Parquet Column Encryption in Presto
There are two Parquet writing code paths in current Presto repository native writer and legacy writer. The legacy writer relies on parquet-mr repository, which already has the implementation of Parquet modular encryption. As a result, Presto legacy writer already supports Parquet encryption in the newest release. The work to support native writer Parquet encryption is in progress.
Parquet reader was rewritten in Presto, which requires the decryption code in parquet-mr need to be ported in Presto. The code change PR-17791 was merged into Presto repository and it has been released with version Presto-0.274.

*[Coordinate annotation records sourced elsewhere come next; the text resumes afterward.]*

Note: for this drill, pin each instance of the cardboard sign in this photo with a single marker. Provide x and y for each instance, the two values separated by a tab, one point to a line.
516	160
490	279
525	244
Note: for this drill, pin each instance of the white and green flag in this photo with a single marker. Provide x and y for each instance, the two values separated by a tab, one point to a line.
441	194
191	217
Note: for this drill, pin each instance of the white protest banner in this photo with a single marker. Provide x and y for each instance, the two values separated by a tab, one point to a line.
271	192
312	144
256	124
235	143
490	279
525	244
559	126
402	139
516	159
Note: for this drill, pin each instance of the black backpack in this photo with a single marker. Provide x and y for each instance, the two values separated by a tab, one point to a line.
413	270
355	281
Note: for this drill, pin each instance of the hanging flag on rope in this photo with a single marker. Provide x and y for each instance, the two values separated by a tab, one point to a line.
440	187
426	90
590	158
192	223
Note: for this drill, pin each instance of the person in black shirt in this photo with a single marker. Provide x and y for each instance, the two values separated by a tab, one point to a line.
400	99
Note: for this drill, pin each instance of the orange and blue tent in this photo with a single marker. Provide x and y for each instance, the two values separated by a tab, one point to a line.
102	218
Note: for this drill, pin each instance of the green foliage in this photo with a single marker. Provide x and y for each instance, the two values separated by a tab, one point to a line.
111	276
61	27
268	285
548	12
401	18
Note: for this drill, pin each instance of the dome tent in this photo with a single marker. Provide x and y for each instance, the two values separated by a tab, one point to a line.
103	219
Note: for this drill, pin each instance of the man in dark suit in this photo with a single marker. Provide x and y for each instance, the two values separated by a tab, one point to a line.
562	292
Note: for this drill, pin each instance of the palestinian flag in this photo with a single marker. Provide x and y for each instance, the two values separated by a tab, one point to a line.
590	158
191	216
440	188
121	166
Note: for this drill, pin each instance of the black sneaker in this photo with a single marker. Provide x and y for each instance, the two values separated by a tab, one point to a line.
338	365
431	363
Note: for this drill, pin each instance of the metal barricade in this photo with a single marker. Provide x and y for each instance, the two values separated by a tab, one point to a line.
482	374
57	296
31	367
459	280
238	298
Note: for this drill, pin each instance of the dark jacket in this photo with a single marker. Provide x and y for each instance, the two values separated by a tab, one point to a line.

One example about the Parquet encryption and decryption in Presto is described in the diagram below. In this example, there are only 2 columns ('c1', 'c2'). 'C2' is defined as a sensitive column while 'c1' is not. After the Parquet™ encryption, 'c2' is encrypted before being sent to storage, which could be HDFS or cloud storage like S3, GCS, Azure Blob, etc. On the reading path, the crypto metadata is stored in each file (format) and the Parquet™ library uses that to determine what key to be retrieved to decrypt the data. The KMS client is wrapped up with the same plugin.
Performance
Parquet modular encryption has been benchmarked at white box level and discussed in this blog Test Driving Parquet Encryption, and at end-end level by the Uber blog One Stone, Three Birds: Finer-Grained Encryption @ Apache Parquet. Overall, we see minimum increase - write overhead is 5.7% and the read overhead is 3.7%.
There overhead is mainly from two places: encryption and key retrieval time. Given Presto use the same parquet-mr code for these two places, it is not expected difference between Parquet-mr and Presto for encryption and decryption. After deployment, we didn’t see the interactive queries through Presto have visually any difference for the encrypted tables.
Interoperability
It is worth to mention that, the reader and writer doesn’t need to be all Presto application. The encrypted data by any application that follows the Parquet modular encryption standard can be decrypted by Presto Parquet application. On the other hand, the encrypted data by Presto can be decrypted by any other Parquet application that follow the Parquet modular encryption standard.